KPU Sebut Pemungutan Suara Pilkada di Akhir Tahun Lebih Banyak Kesulitan

JAKARTA - Ketua Komisi Pemilihan Umum (KPU) Arief Budiman menyebut penyelenggaraan pemungutan suara Pilkada 2020 di bulan Desember memiliki lebih banyak kendala dibanding waktu yang ditetapkan sebelumnya.

Mulanya, pemungutan suara dijadwalkan pada tanggal 23 September. Namun, akibat pandemi COVID-19, pemerintah, KPU, dan DPR menunda tahapan pilkada, sehingga hari pemungutan suara menjadi 9 Desember.

"Menyelenggarakan pilkada di akhir tahun itu tentu bukan perkara mudah. Karena biasanya pemilu nasional diselenggarakan di tengah tahun itu mempertimbangkan kondisi geografis dan cuaca. Tapi ini kan kita juga tidak punya pilihan diselenggarakan di akhir tahun," kata Arief dalam diskusi virtual, Jumat, 11 Desember.

Pengakuan ini diutarakan Arief setelah membaca evaluasi penyelenggaraan pemungutan, penghitungan, dan rekapitulasi suara sementara Pilkada Serentak 2020.

Arief memaparkan sejumlah daerah yang mengalami kendala jelang hari pemungutan suara beberapa waktu lalu. Misalnya, terjadinya banjir besar di Medan, Sumatera Utara.

"Kemudian di beberapa kepulauan, ketika di Masalembu dan Bawean, misalnya, ketika logistik mau dikirim, itu ada ombak tinggi, padahal kapal sudah berjalan lebih dari 20 menit," jelas Arief.

"Hal itu tentu ke depan harus menjadi perhatian kita bersama tentang menentukan tanggal pemungutan suara, melihat peta kondisi geografis dan alam, serta cuaca di Indonesia, itu menjadi catatan kita," tambahnya.

Selain faktor alam, KPU juga menemukan kendala terkait ketidakpahaman penyelenggara dan pemilih. Sebagai contoh, masih ada pemilih yang menggunakan hak pilihnya berdasarkan form C pemberitahuan orang lain. 

"Padahal, tidak boleh mewakilkan hak pilihnya dengan menunjuk orang lain.
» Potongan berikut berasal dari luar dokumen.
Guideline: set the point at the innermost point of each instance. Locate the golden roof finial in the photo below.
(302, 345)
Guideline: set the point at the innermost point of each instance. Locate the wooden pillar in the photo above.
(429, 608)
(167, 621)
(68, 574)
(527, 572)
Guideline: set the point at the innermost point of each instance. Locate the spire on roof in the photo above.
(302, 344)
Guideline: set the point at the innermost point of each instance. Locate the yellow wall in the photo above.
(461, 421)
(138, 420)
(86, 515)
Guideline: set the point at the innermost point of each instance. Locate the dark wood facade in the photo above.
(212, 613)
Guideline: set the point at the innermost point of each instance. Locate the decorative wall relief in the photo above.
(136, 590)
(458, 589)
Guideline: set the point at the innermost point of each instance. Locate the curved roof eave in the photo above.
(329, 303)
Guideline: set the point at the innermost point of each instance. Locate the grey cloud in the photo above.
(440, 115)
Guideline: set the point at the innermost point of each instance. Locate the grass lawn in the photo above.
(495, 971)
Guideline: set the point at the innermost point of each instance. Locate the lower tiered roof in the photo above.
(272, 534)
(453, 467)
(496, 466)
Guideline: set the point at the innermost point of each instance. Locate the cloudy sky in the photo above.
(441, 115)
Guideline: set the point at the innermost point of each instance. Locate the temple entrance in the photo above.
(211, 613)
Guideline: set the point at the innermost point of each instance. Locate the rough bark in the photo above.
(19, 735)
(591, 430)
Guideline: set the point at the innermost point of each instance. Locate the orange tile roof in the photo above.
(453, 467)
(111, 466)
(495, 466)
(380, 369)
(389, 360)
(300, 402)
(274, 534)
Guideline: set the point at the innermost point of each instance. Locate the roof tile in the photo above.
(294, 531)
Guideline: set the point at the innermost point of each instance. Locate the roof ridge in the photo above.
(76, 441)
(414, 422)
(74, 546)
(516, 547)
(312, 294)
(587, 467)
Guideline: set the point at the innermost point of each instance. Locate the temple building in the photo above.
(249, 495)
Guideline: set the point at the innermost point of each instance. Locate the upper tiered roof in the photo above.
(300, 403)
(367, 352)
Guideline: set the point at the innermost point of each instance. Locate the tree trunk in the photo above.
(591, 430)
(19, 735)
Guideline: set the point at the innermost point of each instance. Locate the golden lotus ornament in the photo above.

Itu kan masih terjadi juga. Tentu menjadai evaluasi bukan hanya bagi penyelenggara, saya pikir masyrakat juga perlu mendapat edukasi dalam hal ini," jelas Arief.

Kemudian ada satu daerah yang memiliki kendala tahapan pemungutan suara sehingga dilakukan penundaan karena adanya sengketa pencalonan kepala daerah, yakni di Kabupaten Boven Digoel, Papua.

Permasalahan ini berawal ketika KPU membatalkan pencalonan Yusak Yaluwo-Yakob Weremba pada sepuluh hari jelang pemungutan suara. Alasannya, Kalapas Sukamiskin melaporkan bahwa Yusak merupakan mantan narapidan korupsi.

Yusak baru bebas bersyarat pada 7 Agustus 2014 dengan masa percobaan hingga 26 Mei 2017. Padahal, PKPU Nomor 9 Tahun 2020 mengatur seseorang baru boleh mencalonkan diri di pilkada lima tahun setelah selesai menjalani pidana penjara.

"Secara umum, tidak ada laporan atau kejadian luar biasa. kecuali di Boven Digoel. Saya pikir, seluruh stakeholder penyelenggara pemilu, pemerintah, TNI-Polri, tokoh masyarakat, semua sudah berusaha bersama-sama untuk membuat penyelenggaraan Pilkada 2020 ini berjalan dengan baik," ujar dia.